Эта реплика заставила меня рассмеяться, но смех замер на губах, когда мой взгляд упал на двух людей, стоящих у дивана в глубине комнаты. Они не бросались вперёд, не кричали — они просто ждали.

— Дочка… — произнёс отец. Его обычно твёрдый, командный голос сейчас звучал тихо и с непривычной, сбивающейся дрожью. Он стоял, выпрямившись по-военному, но в его глазах читалась такая беззащитность, что сердце сжалось.

Рядом с ним стояла мама. Она не говорила ничего. Просто смотрела на меня, и слёзы текли по её идеально ухоженным щекам беззвучно, оставляя мокрые дорожки на пудре. В её изящных руках сжимался и разжимался край дорогого кардигана — нервный, беспомощный жест, который я видела у неё лишь пару раз в жизни, в самые критические моменты.

Я сделала шаг вперёд, потом другой, отцепляясь от объятий друзей. Вся шумная радость моментально утихла, уступив место этому молчаливому, напряжённому моменту. Даже Даня затаил дыхание.

— Мама... Папа... — голос мой сорвался на шёпот, ставший громким в наступившей тишине.

И тогда мама вдруг порывисто, почти бегом, закрыла расстояние между нами и обняла меня так крепко, так отчаянно, словно боялась, что меня снова у неё отнимут. От неё пахло привычными духами и чем-то новым — страхом, который она так тщательно скрывала все эти недели.

— Родная моя... — её шёпот был горячим у моего уха, влажным от слёз. — Моя девочка... Прости меня... прости...

Отец подошёл следом, и его большая, тяжёлая рука, знакомая с детства, легла мне на голову, как тогда, когда я приходила к нему с разбитыми коленками или несданной контрольной. Только сейчас в этом жесте была не строгость, а бесконечная нежность.

— Всё, — он сказал коротко и ясно, и в этом одном слове было столько накопленного напряжения, столько выстраданного облегчения, что у меня самой навернулись предательские слёзы. — Ты дома.

Я стояла, зажатая в объятиях родителей, и позволяла себе просто смотреть. Впитывать эту картину, как самую ценную фотографию, которую хочется хранить в памяти вечно. Их объятия были разными — мамино порывистое и трепетное, папино — сдержанное, но от этого не менее крепкое. И вместе они создавали непробиваемый кокон безопасности.

Мой взгляд скользнул к Лиле. Она стояла рядом с Яриком, откровенно игнорируя его попытки казаться небрежным. Он что-то тихо шептал ей на ухо, и по тому, как уголок её губ дрогнул в сдержанной, чуть надменной улыбке, я поняла — он нашёл к ней подход. Позже она признается, что все эти недели он не отходил от неё ни на шаг, стал её тихой, но нерушимой стеной. Но сейчас она всё ещё была неприступной крепостью, а он — упрямым осаждающим, и, кажется, обоим это безумно нравилось.
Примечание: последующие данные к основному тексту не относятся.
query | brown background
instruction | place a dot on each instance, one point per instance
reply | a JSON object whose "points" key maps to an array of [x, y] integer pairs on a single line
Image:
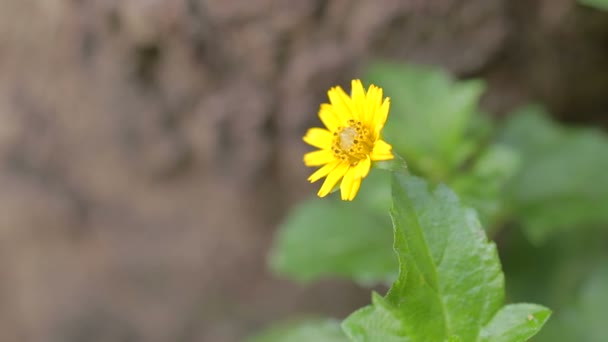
{"points": [[149, 147]]}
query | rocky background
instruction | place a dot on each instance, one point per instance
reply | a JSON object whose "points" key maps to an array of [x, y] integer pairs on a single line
{"points": [[149, 147]]}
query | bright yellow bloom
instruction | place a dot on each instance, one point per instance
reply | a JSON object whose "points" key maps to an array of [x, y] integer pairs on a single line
{"points": [[352, 138]]}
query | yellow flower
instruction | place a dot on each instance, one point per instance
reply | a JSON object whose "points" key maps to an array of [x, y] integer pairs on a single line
{"points": [[352, 138]]}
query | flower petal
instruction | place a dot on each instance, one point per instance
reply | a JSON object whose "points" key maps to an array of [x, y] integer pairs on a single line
{"points": [[358, 100], [380, 116], [318, 137], [330, 118], [374, 101], [332, 179], [350, 185], [324, 171], [342, 104], [382, 151], [319, 157], [363, 167]]}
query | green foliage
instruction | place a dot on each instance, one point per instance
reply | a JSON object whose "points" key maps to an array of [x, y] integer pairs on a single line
{"points": [[482, 185], [599, 4], [450, 285], [562, 183], [430, 116], [352, 240], [557, 274], [303, 330], [539, 187]]}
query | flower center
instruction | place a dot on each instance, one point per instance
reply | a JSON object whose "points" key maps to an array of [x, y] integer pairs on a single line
{"points": [[352, 143]]}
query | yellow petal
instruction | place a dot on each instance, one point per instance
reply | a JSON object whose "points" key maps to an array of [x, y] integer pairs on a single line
{"points": [[318, 137], [382, 151], [318, 158], [330, 118], [324, 171], [350, 185], [333, 178], [380, 116], [374, 101], [363, 167], [341, 103], [358, 100]]}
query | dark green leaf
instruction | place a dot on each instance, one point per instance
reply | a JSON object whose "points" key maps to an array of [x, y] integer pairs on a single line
{"points": [[430, 114], [515, 322], [562, 182], [328, 237], [482, 186], [450, 285]]}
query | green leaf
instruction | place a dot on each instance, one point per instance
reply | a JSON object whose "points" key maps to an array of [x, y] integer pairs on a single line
{"points": [[483, 184], [450, 285], [599, 4], [585, 318], [377, 322], [562, 182], [430, 116], [516, 322], [328, 237], [304, 330]]}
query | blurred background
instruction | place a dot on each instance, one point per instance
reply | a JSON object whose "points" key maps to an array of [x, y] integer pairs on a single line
{"points": [[148, 148]]}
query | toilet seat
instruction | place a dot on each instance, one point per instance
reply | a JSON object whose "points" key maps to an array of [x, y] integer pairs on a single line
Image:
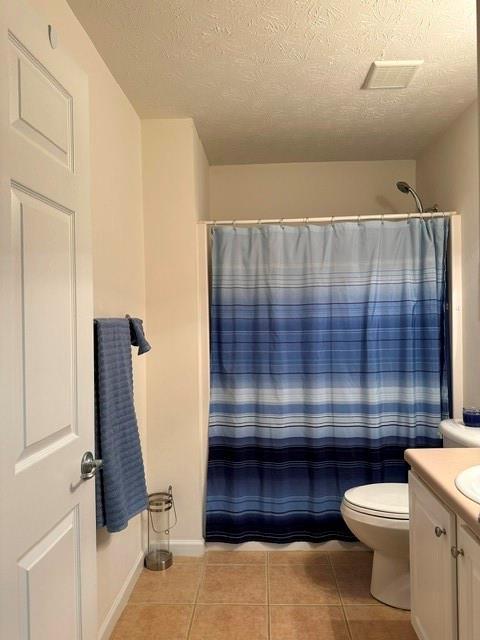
{"points": [[383, 500]]}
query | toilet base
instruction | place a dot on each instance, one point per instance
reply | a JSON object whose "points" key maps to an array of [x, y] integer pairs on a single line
{"points": [[391, 580]]}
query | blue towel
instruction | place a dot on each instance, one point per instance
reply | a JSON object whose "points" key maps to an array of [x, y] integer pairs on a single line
{"points": [[121, 491], [137, 335]]}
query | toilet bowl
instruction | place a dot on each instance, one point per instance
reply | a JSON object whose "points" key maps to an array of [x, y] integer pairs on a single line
{"points": [[378, 515]]}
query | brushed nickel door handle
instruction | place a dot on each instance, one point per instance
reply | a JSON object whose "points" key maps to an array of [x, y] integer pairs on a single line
{"points": [[89, 466]]}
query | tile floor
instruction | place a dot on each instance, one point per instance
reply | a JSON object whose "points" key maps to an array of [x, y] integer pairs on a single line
{"points": [[254, 595]]}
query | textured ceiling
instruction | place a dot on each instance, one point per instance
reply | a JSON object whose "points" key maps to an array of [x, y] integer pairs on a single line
{"points": [[279, 80]]}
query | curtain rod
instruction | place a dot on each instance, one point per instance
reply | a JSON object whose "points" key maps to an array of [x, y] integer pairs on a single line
{"points": [[332, 219]]}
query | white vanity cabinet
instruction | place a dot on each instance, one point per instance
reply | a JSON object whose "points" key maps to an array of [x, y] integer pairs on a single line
{"points": [[444, 569], [433, 580], [468, 578]]}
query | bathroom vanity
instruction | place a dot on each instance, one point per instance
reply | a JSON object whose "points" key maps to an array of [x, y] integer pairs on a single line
{"points": [[444, 546]]}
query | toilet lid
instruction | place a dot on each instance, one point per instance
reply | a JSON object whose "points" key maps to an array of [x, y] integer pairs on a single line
{"points": [[386, 500]]}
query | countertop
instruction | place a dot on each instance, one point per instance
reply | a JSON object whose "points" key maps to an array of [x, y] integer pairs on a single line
{"points": [[438, 469]]}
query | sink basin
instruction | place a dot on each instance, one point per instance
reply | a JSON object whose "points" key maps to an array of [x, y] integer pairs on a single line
{"points": [[468, 482]]}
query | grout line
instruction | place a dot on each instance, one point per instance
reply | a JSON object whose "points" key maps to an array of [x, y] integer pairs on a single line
{"points": [[194, 607], [334, 573]]}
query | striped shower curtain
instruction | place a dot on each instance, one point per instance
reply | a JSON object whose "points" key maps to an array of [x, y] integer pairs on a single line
{"points": [[328, 358]]}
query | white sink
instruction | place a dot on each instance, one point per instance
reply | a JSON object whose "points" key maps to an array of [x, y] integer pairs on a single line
{"points": [[468, 482]]}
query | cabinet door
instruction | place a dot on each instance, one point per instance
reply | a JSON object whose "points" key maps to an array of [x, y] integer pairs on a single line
{"points": [[432, 567], [468, 569]]}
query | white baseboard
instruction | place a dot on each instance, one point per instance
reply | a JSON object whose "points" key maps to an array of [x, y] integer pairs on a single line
{"points": [[331, 545], [121, 600], [188, 547]]}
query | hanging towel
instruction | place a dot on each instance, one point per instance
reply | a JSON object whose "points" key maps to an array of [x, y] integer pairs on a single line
{"points": [[121, 491]]}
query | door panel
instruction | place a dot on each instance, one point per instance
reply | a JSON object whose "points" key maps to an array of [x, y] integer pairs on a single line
{"points": [[49, 571], [48, 558], [48, 286], [40, 107]]}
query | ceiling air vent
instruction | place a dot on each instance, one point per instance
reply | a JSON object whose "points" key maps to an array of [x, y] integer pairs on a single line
{"points": [[391, 74]]}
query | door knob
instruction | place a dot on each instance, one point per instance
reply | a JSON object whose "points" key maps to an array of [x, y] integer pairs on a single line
{"points": [[89, 466]]}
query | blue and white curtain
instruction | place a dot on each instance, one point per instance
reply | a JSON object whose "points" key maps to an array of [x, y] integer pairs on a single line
{"points": [[328, 359]]}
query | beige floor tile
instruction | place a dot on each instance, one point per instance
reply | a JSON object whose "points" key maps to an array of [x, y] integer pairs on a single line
{"points": [[233, 584], [353, 571], [379, 623], [153, 622], [302, 584], [307, 623], [188, 559], [297, 557], [236, 557], [351, 559], [178, 585], [229, 622]]}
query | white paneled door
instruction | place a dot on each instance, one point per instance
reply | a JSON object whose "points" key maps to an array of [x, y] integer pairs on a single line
{"points": [[47, 572]]}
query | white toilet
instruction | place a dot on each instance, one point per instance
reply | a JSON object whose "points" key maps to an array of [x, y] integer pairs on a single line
{"points": [[378, 515]]}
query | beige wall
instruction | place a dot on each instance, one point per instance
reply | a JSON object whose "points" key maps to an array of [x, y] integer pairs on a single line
{"points": [[175, 189], [118, 246], [447, 173], [297, 190]]}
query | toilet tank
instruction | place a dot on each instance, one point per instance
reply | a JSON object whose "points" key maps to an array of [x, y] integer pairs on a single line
{"points": [[456, 434]]}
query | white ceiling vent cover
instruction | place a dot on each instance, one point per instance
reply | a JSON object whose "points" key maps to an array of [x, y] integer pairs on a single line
{"points": [[391, 74]]}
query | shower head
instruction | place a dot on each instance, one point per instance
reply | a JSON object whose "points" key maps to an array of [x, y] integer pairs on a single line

У барной стойки, словно вытесанные из гранита, стояли Денис и Пётр — верные друзья Марка. Они о чём-то оживлённо беседовали с самим Марком, одновременно ловко справляясь с упрямой пробкой от шампанского. Их спокойная, уверенная мужская болтовня и низкий, грудной смех наполняли комнату тёплым, гулким фоном, таким привычным и таким желанным.
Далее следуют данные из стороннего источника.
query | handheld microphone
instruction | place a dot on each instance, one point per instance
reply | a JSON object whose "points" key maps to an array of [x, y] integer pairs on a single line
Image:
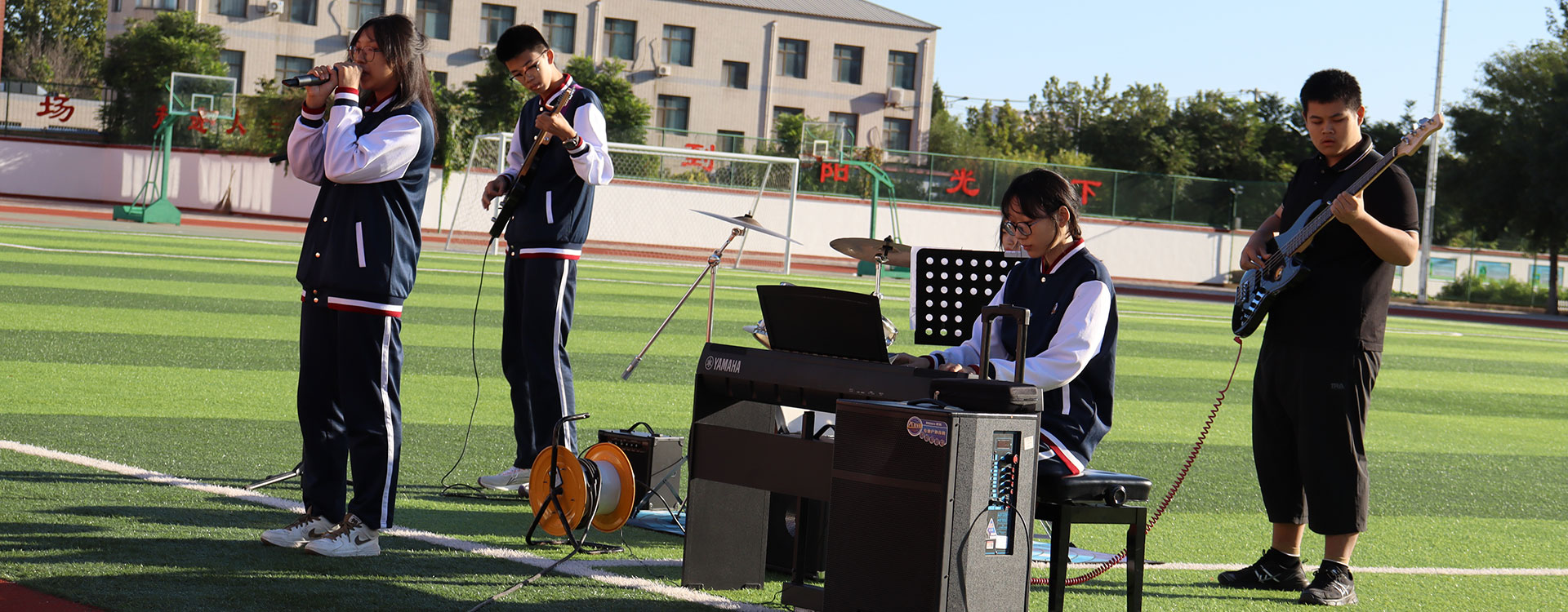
{"points": [[303, 82]]}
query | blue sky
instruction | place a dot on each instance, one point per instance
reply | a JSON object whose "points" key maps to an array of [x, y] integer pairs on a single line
{"points": [[1009, 49]]}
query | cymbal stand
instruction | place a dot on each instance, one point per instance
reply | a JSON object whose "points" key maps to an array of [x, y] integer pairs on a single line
{"points": [[712, 284]]}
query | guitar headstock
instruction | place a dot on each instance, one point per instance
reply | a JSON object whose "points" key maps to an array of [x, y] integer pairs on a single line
{"points": [[1416, 136]]}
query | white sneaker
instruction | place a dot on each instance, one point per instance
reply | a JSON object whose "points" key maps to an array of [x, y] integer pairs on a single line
{"points": [[298, 533], [349, 539], [513, 479]]}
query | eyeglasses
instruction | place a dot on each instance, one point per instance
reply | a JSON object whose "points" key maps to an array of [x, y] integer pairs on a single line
{"points": [[353, 52], [1019, 230]]}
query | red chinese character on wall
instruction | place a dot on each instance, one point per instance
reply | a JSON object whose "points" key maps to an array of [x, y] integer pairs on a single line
{"points": [[835, 172], [963, 179], [56, 107], [1087, 191], [705, 165]]}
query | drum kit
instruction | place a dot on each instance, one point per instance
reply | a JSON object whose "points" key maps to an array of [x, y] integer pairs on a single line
{"points": [[882, 252]]}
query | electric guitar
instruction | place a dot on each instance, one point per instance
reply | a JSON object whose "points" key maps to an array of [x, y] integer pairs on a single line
{"points": [[1263, 286], [521, 184]]}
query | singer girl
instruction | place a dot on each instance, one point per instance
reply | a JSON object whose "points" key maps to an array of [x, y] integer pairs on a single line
{"points": [[366, 136]]}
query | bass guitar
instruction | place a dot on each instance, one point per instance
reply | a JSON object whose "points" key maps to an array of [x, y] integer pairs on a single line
{"points": [[519, 185], [1263, 286]]}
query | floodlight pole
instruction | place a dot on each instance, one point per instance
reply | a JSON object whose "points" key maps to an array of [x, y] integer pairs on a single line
{"points": [[1432, 168]]}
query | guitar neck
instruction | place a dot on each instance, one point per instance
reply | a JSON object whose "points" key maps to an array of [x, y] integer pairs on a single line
{"points": [[1316, 224]]}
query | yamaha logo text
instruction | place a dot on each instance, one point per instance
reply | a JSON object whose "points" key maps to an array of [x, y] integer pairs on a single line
{"points": [[725, 365]]}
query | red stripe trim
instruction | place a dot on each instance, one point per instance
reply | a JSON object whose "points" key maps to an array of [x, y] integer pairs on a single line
{"points": [[353, 308], [1062, 456]]}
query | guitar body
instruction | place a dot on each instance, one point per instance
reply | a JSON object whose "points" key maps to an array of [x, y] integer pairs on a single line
{"points": [[1259, 286], [519, 185]]}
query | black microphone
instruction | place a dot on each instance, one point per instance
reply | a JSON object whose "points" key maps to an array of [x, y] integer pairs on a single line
{"points": [[303, 82]]}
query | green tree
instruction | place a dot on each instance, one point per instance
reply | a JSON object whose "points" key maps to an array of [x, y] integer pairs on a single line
{"points": [[54, 41], [138, 66], [1509, 132], [625, 113]]}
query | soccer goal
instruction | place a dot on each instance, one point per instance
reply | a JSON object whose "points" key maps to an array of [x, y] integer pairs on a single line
{"points": [[649, 209]]}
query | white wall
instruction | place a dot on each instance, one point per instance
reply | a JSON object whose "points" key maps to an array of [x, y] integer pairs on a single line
{"points": [[651, 213]]}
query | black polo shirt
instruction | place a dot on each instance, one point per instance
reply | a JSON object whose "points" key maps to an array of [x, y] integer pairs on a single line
{"points": [[1343, 303]]}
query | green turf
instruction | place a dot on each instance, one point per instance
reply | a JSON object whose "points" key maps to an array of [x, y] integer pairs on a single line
{"points": [[187, 366]]}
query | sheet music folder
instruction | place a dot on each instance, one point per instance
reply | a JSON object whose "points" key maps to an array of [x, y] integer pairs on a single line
{"points": [[822, 322]]}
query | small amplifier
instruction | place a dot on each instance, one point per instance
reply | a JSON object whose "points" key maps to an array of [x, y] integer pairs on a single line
{"points": [[656, 463]]}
И Даня. Мой Даня. Он стоял чуть поодаль, прислонившись к дверному косяку, с рукой на сердце — не для драмы, а будто пытаясь унять его бешеный стук. Он смотрел на меня, и на его обычно беспечном, открытом лице читалось такое облегчение, такая безграничная, почти отеческая любовь, что моё собственное сердце сжалось от щемящей нежности. Он поймал мой взгляд, подмигнул и приложил палец к губам, давая понять, что его знаменитые шутки и дурачества подождут. Сейчас был момент тишины. Мой момент.

И я понимала. Понимала всем существом, каждой клеточкой, которая ещё помнила холод амбара и вкус страха. Это и есть оно. То самое, ради чего стоит жить. Не идеальная картинка из глянца, не безмятежная сказка. А вот это — немного тесное, шумное, пахнущее горелым тортом и дорогим шампанским пространство, до краёв наполненное людьми. Людьми, которые тебя любят. Не вопреки, а — со всеми твоими шрамами, твоим сложным характером, твоим непростым прошлым.